Notes-TheAlgorithmDesignManual/TheAlgorithmDesignManual.org

360 lines
10 KiB
Org Mode

#+TITLE: Notes & Exercises: The Algorith Design Manual
#+AUTHOR: Joseph Ferano
#+OPTIONS: ^:{}
* Chapter 1
** 1.1 Robots
An /algorithm/ is a procedure that takes any of the possible input instances
and transforms it to the desired output.
The Robot arm problem is presented where it is trying to solder contact points
and visit all points in the shortest path possible.
The first algorithm considered is ~NearestNeighbor~. However this is a naïve, and
the arm hopscotches around
Next we consider ~ClosestPair~, but that too misses in certain instances.
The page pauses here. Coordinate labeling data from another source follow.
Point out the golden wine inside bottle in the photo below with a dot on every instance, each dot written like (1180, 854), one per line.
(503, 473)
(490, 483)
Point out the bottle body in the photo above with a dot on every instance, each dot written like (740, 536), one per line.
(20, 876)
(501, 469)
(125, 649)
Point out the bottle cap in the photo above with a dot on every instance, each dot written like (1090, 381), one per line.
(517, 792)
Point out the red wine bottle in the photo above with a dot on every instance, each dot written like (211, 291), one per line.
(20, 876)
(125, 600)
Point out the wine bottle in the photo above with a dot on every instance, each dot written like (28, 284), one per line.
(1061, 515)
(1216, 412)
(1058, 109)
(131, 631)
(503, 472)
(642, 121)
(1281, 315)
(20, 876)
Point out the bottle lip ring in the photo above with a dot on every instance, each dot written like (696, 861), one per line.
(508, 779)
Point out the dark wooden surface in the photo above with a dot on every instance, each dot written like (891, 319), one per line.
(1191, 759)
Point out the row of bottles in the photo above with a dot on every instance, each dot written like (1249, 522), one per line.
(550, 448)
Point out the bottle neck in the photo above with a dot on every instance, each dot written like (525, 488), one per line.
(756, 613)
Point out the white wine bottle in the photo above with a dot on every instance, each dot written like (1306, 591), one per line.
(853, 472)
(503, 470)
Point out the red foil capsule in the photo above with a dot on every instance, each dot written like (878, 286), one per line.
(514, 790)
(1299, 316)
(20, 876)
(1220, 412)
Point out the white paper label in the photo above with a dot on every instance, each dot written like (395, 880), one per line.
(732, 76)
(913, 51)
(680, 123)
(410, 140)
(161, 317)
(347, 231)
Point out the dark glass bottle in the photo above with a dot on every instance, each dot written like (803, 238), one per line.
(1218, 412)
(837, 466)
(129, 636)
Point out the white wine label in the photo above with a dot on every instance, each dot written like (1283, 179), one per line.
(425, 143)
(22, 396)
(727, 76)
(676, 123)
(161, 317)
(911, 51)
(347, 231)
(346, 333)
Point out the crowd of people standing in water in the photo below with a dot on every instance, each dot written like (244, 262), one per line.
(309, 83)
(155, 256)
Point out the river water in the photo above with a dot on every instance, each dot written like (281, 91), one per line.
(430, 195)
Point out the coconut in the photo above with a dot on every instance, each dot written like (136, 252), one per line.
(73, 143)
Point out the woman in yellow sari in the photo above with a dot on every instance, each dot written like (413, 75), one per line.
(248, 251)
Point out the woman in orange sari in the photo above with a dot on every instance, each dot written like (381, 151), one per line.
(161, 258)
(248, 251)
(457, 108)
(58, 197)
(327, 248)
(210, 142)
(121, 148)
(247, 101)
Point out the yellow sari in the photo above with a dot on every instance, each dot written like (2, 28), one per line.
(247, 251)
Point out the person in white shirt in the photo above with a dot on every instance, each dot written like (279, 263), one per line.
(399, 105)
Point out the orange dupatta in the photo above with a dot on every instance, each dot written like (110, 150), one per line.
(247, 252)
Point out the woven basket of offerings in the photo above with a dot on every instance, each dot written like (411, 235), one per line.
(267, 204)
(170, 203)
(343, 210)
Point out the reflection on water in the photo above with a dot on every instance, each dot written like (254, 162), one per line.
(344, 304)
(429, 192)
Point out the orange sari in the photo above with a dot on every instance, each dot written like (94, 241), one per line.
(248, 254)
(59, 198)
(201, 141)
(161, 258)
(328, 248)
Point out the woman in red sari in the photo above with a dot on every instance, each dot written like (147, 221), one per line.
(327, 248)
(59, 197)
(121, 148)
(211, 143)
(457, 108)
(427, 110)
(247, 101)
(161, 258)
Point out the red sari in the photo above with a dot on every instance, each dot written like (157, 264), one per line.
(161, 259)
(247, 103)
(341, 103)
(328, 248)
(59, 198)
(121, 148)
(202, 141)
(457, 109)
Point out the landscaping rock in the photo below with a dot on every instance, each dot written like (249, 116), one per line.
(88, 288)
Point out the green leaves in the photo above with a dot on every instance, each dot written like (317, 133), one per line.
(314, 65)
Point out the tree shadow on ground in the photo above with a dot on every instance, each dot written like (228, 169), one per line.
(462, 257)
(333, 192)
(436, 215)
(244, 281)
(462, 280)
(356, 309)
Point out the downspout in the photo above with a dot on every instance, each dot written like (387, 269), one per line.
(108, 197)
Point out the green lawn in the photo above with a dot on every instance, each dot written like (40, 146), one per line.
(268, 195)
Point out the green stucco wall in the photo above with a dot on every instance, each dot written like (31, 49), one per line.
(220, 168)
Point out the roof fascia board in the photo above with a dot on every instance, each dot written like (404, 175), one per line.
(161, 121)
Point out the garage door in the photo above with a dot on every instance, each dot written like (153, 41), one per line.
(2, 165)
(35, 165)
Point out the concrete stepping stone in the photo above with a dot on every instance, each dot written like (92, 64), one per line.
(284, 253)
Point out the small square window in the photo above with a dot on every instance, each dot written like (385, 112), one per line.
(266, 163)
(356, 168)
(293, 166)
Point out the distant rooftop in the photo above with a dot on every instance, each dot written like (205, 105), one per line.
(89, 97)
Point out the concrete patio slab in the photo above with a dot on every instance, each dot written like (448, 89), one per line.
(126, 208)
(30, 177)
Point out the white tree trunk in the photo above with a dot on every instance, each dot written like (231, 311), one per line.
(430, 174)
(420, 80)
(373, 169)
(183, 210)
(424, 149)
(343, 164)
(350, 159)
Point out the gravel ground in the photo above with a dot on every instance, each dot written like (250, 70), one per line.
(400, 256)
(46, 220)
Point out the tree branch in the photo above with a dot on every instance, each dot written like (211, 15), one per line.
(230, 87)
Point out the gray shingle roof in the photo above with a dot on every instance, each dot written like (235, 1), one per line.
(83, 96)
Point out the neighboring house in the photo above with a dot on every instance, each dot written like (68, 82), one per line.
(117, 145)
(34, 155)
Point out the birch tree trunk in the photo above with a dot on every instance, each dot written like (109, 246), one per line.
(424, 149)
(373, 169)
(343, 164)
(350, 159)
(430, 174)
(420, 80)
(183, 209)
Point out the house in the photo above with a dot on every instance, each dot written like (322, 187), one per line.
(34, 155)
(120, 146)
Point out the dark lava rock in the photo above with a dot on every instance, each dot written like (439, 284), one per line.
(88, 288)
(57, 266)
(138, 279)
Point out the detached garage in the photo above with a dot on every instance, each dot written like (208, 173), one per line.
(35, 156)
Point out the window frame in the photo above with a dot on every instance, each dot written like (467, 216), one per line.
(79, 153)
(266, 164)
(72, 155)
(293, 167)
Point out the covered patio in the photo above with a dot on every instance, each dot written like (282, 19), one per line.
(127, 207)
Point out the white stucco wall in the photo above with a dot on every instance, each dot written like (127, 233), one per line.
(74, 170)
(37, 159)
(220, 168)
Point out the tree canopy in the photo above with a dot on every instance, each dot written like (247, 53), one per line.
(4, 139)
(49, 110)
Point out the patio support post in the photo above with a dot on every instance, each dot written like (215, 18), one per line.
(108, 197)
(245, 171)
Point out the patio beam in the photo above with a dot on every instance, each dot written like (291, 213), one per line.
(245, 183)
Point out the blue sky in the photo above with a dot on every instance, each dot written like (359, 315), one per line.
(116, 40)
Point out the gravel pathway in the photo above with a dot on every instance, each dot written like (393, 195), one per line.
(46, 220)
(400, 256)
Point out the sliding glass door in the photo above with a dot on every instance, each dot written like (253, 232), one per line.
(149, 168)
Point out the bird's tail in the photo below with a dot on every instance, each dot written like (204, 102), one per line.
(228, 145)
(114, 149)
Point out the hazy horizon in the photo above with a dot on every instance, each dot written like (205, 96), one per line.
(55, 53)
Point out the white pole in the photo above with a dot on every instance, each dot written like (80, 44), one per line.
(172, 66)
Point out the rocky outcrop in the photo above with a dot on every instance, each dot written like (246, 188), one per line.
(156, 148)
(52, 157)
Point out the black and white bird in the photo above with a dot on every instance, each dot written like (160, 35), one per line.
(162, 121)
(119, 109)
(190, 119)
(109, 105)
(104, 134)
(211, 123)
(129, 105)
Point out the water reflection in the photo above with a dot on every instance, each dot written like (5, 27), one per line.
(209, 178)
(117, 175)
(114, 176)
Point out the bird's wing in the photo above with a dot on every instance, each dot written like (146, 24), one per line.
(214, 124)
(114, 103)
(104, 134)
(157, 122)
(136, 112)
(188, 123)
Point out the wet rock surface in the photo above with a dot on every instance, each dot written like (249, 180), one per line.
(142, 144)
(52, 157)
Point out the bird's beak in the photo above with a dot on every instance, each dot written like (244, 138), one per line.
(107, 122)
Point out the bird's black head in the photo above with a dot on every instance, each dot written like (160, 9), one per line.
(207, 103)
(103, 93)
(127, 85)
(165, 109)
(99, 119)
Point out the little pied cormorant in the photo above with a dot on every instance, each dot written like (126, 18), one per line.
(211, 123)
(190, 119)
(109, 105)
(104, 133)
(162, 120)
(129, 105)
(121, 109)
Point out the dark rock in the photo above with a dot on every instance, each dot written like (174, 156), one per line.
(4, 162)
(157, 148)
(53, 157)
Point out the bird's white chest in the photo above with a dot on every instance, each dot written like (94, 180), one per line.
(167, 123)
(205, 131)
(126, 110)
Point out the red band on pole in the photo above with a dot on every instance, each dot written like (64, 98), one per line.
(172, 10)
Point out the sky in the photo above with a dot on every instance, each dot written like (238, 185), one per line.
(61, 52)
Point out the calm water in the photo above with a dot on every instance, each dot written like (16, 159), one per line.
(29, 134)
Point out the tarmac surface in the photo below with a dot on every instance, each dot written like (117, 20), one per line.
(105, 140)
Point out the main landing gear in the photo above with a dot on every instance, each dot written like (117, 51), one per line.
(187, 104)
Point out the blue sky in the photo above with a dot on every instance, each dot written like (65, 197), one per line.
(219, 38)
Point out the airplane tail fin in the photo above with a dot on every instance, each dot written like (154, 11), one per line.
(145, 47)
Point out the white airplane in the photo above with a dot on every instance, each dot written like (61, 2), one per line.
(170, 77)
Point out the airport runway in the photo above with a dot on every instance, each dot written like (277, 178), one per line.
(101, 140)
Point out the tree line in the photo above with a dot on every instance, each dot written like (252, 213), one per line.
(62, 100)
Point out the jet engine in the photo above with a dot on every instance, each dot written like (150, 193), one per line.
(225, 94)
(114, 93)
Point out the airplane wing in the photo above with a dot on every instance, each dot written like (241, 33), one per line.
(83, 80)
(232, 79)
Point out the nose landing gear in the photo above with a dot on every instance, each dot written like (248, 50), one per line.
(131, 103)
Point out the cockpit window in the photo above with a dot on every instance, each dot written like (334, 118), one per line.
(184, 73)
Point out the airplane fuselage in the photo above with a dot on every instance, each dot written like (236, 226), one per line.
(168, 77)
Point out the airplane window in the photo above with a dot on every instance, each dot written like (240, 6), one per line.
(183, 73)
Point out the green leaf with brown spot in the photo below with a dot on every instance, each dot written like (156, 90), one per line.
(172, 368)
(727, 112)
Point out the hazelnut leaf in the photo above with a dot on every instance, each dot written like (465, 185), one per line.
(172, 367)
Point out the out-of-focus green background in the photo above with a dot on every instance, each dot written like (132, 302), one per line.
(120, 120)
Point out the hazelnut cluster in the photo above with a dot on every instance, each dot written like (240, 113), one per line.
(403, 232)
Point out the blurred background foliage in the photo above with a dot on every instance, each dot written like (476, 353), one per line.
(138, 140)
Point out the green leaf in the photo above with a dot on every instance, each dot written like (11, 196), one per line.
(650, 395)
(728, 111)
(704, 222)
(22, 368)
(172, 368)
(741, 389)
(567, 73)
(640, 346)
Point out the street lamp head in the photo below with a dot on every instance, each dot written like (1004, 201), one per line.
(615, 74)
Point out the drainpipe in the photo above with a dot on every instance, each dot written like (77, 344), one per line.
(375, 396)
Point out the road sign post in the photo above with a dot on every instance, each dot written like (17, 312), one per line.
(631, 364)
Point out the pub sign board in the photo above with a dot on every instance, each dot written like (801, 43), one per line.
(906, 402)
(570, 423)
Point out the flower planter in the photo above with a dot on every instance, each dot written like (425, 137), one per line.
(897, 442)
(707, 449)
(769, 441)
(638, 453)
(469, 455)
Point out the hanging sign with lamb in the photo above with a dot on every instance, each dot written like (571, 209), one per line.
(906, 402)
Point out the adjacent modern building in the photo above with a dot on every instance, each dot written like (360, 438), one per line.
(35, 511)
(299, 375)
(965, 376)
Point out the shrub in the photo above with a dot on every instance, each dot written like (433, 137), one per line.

Next is ~OptimalTSP~, which will always give the correct result because it
enumerates all possible combinations and return the one with the shortest
path. For 20 points however, the algorithm grows at a right of O(n!). TSP stands
for Traveling Salesman Problem.
*** TODO Implement NearestNeighbor
*** TODO Implement ClosestPair
*** TODO Implement OptimalTSP for N < 8
** 1.2 Right Jobs
Here we are introduced to the Movie Scheduling Problem where we try to pick the
largest amount of mutually non-overlapping movies an actor can pick to maximize
their time. Algorithms considered are ~EarliestJobFirst~ to start as soon as
possible, and then ~ShortestJobFirst~ to be done with it the quickest, but both
fail to find optimal solutions.
~ExhaustiveScheduling~ grows at a rate of O(2^{n}) which is much better than O(n!) as
in the previous problem. Finally ~OptimalScheduling~ improves efficiency by first
removing candidates that are overlapping such that it doesn't even compare them.
** 1.3 Correctness
It's important to be clear about the steps in pseudocode when designing
algorithms on paper. There are important things to consider about algorithm
correctness;
- Verifiability
- Simplicity
- Think small
- Think exhaustively
- Hunt for the weakness
- Go for a tie
- Seek extremes
Other tecniques include *Induction*, *Recursion*, and *Summations*.
** 1.4 Modeling
Most algorithms are designed to work on rigorously defined abstract
structures. These fundamental structures include;
- Permutations
- Subsets
- Trees
- Graphs
- Points
- Polygons
- Strings
** 1.5-1.6 War Story about Psychics
* Chapter 2
** 2.1 RAM Model of Computation
This is a simpler kind of Big Oh where
- Each simple operation is 1 step
- Loops and Subroutines are composition of simple operations
- Each memory access is one time step
Like flat earth theory, in practice we use it when engineering certain
structures because we don't take into account the curvature of the Earth.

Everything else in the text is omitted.